Le marché unique est encore trop fragmenté, et il y a toujours trop d’obstacles protectionnistes. Un exemple: nous avons 40% de population de plus que les États-Unis, mais aussi 40% d’échanges de biens et de marchandises en moins. Nous devons aller vers un marché unique plus libéralisé.
Philippe-Emmanuel Partsch attend pour sa part de voir «comment on va absorber le choc de la crise et assurer la relance alors que le monde est assis sur une montagne de dettes publiques. En Europe, la rigueur budgétaire offre une marge de manœuvre. Mais l’Europe va devoir sérieusement réfléchir à la manière d’augmenter sa croissance potentielle. Selon moi, le marché unique est encore trop fragmenté, et il y a toujours trop d’obstacles protectionnistes. Un exemple: nous avons 40% de population de plus que les États-Unis, mais aussi 40% d’échanges de biens et de marchandises en moins. Nous devons aller vers un marché unique plus libéralisé.» Et des mesures sont possibles «rapidement, sans que cela coûte».

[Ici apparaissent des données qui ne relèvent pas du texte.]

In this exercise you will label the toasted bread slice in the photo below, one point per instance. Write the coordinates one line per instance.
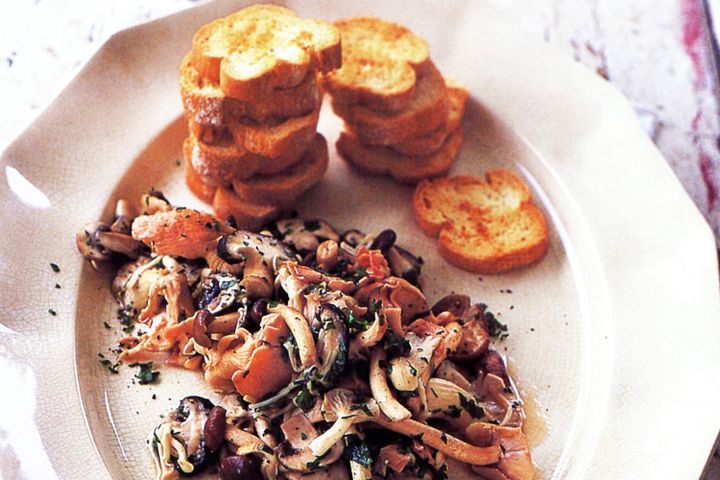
(284, 188)
(218, 164)
(197, 186)
(378, 160)
(245, 214)
(484, 225)
(426, 112)
(276, 138)
(264, 47)
(431, 142)
(381, 63)
(205, 102)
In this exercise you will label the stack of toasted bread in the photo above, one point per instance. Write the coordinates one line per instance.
(250, 90)
(401, 116)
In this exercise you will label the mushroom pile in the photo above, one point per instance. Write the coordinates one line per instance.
(327, 359)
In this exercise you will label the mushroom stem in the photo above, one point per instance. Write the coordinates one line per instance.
(394, 410)
(300, 329)
(447, 444)
(332, 435)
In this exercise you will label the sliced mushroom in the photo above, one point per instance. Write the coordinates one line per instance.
(180, 442)
(219, 292)
(475, 338)
(124, 215)
(389, 405)
(452, 403)
(344, 408)
(353, 238)
(439, 440)
(154, 201)
(305, 235)
(454, 303)
(294, 453)
(384, 241)
(405, 265)
(405, 372)
(515, 461)
(332, 344)
(240, 467)
(119, 242)
(88, 244)
(259, 253)
(301, 332)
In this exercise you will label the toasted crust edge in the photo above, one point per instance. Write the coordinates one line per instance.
(493, 265)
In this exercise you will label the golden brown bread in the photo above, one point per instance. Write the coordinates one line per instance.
(379, 160)
(381, 63)
(431, 142)
(483, 225)
(227, 205)
(277, 137)
(263, 47)
(285, 187)
(426, 112)
(197, 186)
(205, 102)
(219, 163)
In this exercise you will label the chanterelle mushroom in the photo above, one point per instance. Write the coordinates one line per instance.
(294, 453)
(344, 408)
(259, 253)
(179, 442)
(305, 235)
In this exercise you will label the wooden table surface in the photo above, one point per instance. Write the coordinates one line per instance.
(659, 53)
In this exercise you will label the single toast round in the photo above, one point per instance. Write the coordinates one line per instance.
(426, 112)
(380, 66)
(431, 142)
(205, 103)
(264, 47)
(196, 185)
(285, 187)
(379, 160)
(274, 138)
(219, 163)
(484, 225)
(227, 205)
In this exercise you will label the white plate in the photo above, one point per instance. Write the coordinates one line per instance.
(615, 336)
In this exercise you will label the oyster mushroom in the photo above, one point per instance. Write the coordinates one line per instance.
(353, 238)
(96, 242)
(305, 235)
(405, 372)
(384, 241)
(294, 452)
(180, 442)
(300, 329)
(452, 403)
(389, 405)
(404, 264)
(514, 462)
(240, 467)
(124, 215)
(248, 444)
(259, 253)
(88, 244)
(344, 409)
(332, 344)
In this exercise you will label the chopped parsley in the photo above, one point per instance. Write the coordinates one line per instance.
(111, 367)
(145, 375)
(356, 450)
(494, 327)
(395, 345)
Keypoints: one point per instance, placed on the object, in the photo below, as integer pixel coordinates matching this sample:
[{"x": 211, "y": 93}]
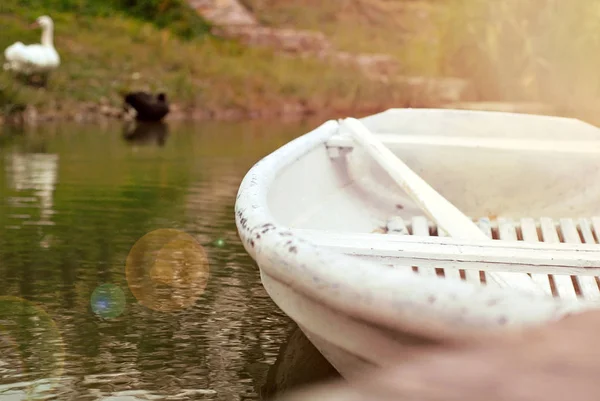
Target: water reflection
[
  {"x": 141, "y": 132},
  {"x": 101, "y": 198},
  {"x": 34, "y": 173}
]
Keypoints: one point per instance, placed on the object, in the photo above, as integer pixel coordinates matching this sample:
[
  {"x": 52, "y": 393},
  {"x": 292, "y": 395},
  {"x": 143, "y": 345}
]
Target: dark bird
[{"x": 147, "y": 107}]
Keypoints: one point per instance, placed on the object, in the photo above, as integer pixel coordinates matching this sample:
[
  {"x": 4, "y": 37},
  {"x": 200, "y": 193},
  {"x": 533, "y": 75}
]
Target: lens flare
[
  {"x": 108, "y": 301},
  {"x": 167, "y": 270},
  {"x": 31, "y": 336}
]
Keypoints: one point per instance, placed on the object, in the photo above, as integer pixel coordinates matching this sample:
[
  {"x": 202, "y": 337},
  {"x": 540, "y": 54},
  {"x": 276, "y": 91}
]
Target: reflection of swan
[
  {"x": 144, "y": 132},
  {"x": 35, "y": 171}
]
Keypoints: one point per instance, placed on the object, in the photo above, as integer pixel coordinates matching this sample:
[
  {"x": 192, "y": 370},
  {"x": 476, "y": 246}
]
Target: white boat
[{"x": 359, "y": 250}]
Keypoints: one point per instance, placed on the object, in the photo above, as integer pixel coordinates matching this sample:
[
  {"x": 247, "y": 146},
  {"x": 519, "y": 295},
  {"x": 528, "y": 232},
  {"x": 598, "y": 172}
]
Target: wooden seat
[{"x": 566, "y": 263}]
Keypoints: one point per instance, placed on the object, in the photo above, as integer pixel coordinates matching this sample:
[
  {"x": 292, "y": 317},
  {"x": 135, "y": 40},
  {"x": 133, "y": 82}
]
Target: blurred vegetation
[
  {"x": 102, "y": 55},
  {"x": 172, "y": 14},
  {"x": 513, "y": 50},
  {"x": 524, "y": 49}
]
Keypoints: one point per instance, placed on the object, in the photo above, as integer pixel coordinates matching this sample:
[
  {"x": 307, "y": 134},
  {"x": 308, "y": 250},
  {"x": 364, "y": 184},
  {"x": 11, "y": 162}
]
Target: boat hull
[{"x": 359, "y": 313}]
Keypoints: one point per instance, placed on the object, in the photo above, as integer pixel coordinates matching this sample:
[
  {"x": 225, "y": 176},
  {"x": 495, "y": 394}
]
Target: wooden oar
[{"x": 438, "y": 208}]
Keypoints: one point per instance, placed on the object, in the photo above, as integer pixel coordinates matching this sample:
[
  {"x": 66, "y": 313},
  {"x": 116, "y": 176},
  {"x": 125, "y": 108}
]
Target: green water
[{"x": 75, "y": 200}]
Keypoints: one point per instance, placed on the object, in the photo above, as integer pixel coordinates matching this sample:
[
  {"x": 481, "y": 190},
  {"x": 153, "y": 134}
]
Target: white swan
[{"x": 37, "y": 58}]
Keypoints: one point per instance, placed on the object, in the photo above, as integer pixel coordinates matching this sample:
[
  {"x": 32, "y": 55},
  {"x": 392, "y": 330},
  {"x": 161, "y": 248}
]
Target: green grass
[
  {"x": 101, "y": 55},
  {"x": 403, "y": 29}
]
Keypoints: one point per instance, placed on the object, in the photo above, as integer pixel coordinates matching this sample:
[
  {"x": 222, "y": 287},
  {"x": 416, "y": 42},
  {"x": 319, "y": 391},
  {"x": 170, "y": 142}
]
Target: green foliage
[{"x": 175, "y": 15}]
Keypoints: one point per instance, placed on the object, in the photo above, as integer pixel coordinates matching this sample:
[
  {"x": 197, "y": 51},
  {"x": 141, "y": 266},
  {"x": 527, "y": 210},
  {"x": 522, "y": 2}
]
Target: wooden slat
[
  {"x": 529, "y": 232},
  {"x": 449, "y": 272},
  {"x": 585, "y": 225},
  {"x": 507, "y": 232},
  {"x": 421, "y": 229},
  {"x": 433, "y": 204},
  {"x": 397, "y": 226},
  {"x": 596, "y": 227},
  {"x": 550, "y": 258},
  {"x": 562, "y": 283},
  {"x": 587, "y": 284}
]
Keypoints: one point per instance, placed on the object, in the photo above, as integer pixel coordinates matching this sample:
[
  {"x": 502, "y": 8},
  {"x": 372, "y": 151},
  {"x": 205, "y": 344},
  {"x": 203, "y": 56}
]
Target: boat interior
[{"x": 518, "y": 177}]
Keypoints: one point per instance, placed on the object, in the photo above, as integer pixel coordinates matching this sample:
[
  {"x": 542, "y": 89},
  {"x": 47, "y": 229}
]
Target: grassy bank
[
  {"x": 525, "y": 49},
  {"x": 510, "y": 50},
  {"x": 105, "y": 53}
]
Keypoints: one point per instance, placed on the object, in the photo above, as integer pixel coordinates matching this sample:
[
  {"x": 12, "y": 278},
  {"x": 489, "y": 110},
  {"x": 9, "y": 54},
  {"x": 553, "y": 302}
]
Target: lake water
[{"x": 77, "y": 202}]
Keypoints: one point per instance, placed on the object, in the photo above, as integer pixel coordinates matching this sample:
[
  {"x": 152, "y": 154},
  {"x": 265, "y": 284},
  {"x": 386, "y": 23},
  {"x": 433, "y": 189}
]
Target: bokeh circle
[
  {"x": 31, "y": 345},
  {"x": 167, "y": 270},
  {"x": 108, "y": 301}
]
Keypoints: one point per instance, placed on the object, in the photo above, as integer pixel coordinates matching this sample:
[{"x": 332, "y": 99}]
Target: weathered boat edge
[{"x": 300, "y": 276}]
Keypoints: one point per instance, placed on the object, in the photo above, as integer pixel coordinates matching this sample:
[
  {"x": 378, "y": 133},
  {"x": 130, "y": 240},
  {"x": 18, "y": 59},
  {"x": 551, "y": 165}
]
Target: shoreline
[{"x": 98, "y": 113}]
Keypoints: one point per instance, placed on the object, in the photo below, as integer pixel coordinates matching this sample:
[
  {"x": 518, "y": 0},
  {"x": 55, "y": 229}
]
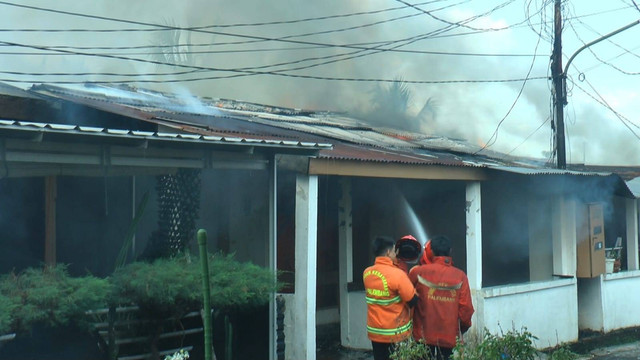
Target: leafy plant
[
  {"x": 517, "y": 345},
  {"x": 49, "y": 296},
  {"x": 7, "y": 306},
  {"x": 563, "y": 353},
  {"x": 175, "y": 284},
  {"x": 411, "y": 350}
]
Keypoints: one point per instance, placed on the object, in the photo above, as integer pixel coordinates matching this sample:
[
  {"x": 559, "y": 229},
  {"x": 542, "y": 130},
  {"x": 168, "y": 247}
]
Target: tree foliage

La crise doit être l’occasion «de mettre en place des mesures structurelles fortes», tout en tenant compte «des différences de culture entre les États, dont les institutions ne sont pas toutes habituées à travailler main dans la main». Cela avec bienveillance. Comme les critiques doivent l’être aussi. «Comme toutes les équipes nouvellement constituées, celles de Christine Lagarde et d’Ursula von der Leyen avaient besoin d’un peu de rodage. Mais on leur a supprimé le tour de chauffe.» De leur part, on attend maintenant «un travail d’architecte pour construire un triangle stable entre justice sociale, développement économique et économie écoresponsable.» Un fameux défi et un enjeu de taillle.